Homebuilders grew more optimistic about the housing market in May. The National Association of Home Builders’ Housing Market Index (HMI) increased by three points to a seasonally adjusted 66. This was the 59th consecutive month in which the HMI was above a reading of 50, indicating that a higher percentage of homebuilders saw the housing market as being “good” rather than being “poor.” The index improved in three of four Census regions while holding steady in the Midwest. Also moving forward during the month were indices tracking single-family home sales (up three points to 72), expected sales of single-family homes (up a point to 72), and traffic of prospective buyers (up two points to 49). The press release noted that survey respondents had “characterize[d] sales as solid, driven by improved demand and ongoing low overall supply.”
Small business owner sentiment firmed in April. The National Federation of Independent Business’s Small Business Optimism Index grew for the third consecutive month with a 1.7 point gain to a seasonally adjusted 103.5 (1986=100). While off from the 104.8 reading a year earlier, the index has been above 100.0 for 29 straight months. Eight of the ten index components improved from their March readings, led by earnings trends, expected credit conditions, and plans to increase inventories. The press release noted that “[t]he ‘real’ economy is doing very well versus what we see in financial market volatility.”
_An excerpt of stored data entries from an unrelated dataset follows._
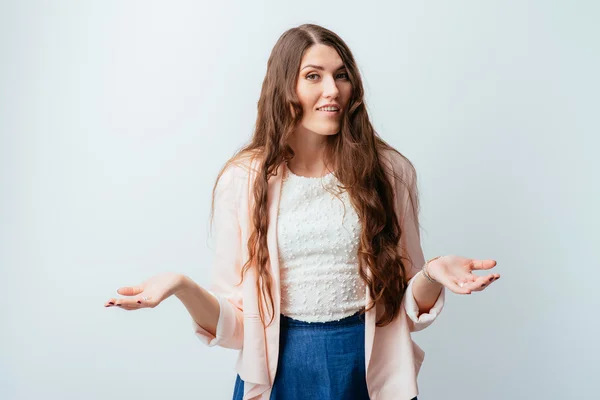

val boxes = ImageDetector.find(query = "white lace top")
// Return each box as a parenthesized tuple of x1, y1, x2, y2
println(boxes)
(277, 164, 366, 323)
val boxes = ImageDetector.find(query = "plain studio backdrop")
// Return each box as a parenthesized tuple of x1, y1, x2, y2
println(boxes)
(1, 1, 598, 399)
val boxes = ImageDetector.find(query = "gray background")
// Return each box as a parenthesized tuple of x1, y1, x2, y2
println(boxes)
(1, 1, 598, 399)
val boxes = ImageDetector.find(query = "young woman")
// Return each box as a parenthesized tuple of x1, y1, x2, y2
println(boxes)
(104, 24, 500, 400)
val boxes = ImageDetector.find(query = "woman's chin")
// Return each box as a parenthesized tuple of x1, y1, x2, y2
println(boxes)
(301, 122, 341, 137)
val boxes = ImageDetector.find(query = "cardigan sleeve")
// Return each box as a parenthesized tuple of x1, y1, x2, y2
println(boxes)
(191, 164, 245, 349)
(404, 273, 445, 332)
(192, 289, 238, 347)
(388, 151, 446, 332)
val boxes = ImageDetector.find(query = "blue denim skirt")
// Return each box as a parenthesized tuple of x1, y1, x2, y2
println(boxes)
(232, 311, 370, 399)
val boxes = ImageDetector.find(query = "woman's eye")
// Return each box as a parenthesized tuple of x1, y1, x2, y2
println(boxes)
(306, 72, 349, 80)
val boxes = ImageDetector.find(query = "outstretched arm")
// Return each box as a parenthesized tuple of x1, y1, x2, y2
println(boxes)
(389, 153, 445, 331)
(176, 276, 220, 337)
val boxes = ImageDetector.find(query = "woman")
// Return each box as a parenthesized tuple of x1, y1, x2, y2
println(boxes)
(104, 24, 500, 400)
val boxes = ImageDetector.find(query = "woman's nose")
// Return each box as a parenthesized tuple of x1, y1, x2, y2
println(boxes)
(322, 76, 340, 98)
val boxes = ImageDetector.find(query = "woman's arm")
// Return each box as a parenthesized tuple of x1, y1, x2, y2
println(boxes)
(385, 150, 445, 330)
(184, 163, 246, 349)
(175, 275, 220, 337)
(410, 267, 443, 315)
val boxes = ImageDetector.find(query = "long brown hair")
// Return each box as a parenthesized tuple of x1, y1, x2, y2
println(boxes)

Other U.S. economic data released over the past week:
– Jobless Claims (week ending May 11, 2019, First-Time Claims, seasonally adjusted): 212,000 -16,000 vs. previous week; -9,000 vs. the same week a year earlier). 4-week moving average: 225,000 (+5.2% vs. the same week a year earlier).
– Import Prices (April 2019, All Imports, not seasonally adjusted): +0.2% vs. March 2019, -0.2% vs. April 2018. Nonfuel Imports: -0.1% vs. March 2019, -0.9% vs. April 2018.
– Export Prices (April 2019, All Exports, not seasonally adjusted): +0.2% vs. March 2019, +0.3% vs. April 2018. Nonagricultural Exports: +0.4% vs. March 2019, +0.7% vs. April 2018.
– Leading Indicators (April 2019, Index (2016=100)): 112.1 (vs. March 2019: 111.9, vs. April 2018: 109.1).
– University of Michigan Consumer Sentiment (May 2019-preliminary, Index of Consumer Sentiment (1966Q1=100), seasonally adjusted): 102.4 (vs. April 2019: 97.2, May 2018: 98.0).
– State Employment (April 2019, Nonfarm Payrolls, seasonally adjusted): Vs. March 2019: Up in 10 states, down in 1 state, and essentially unchanged in 39 states and the District of Columbia. Vs. April 2018: Up in 29 states and essentially unchanged in 21 states and the District of Columbia.
– Business Inventories (March 2019, Manufacturers’ and Trade Inventories, seasonally adjusted): $2.018 trillion (Unchanged vs. February 2019, +5.0% vs. March 2018).
– Treasury International Capital Flows (March 2019, Net Foreign Purchases of U.S. Securities, not seasonally adjusted): -$20.6 billion (vs. February 2019: +$52.8 billion, vs. March 2018: -$14.8 billion).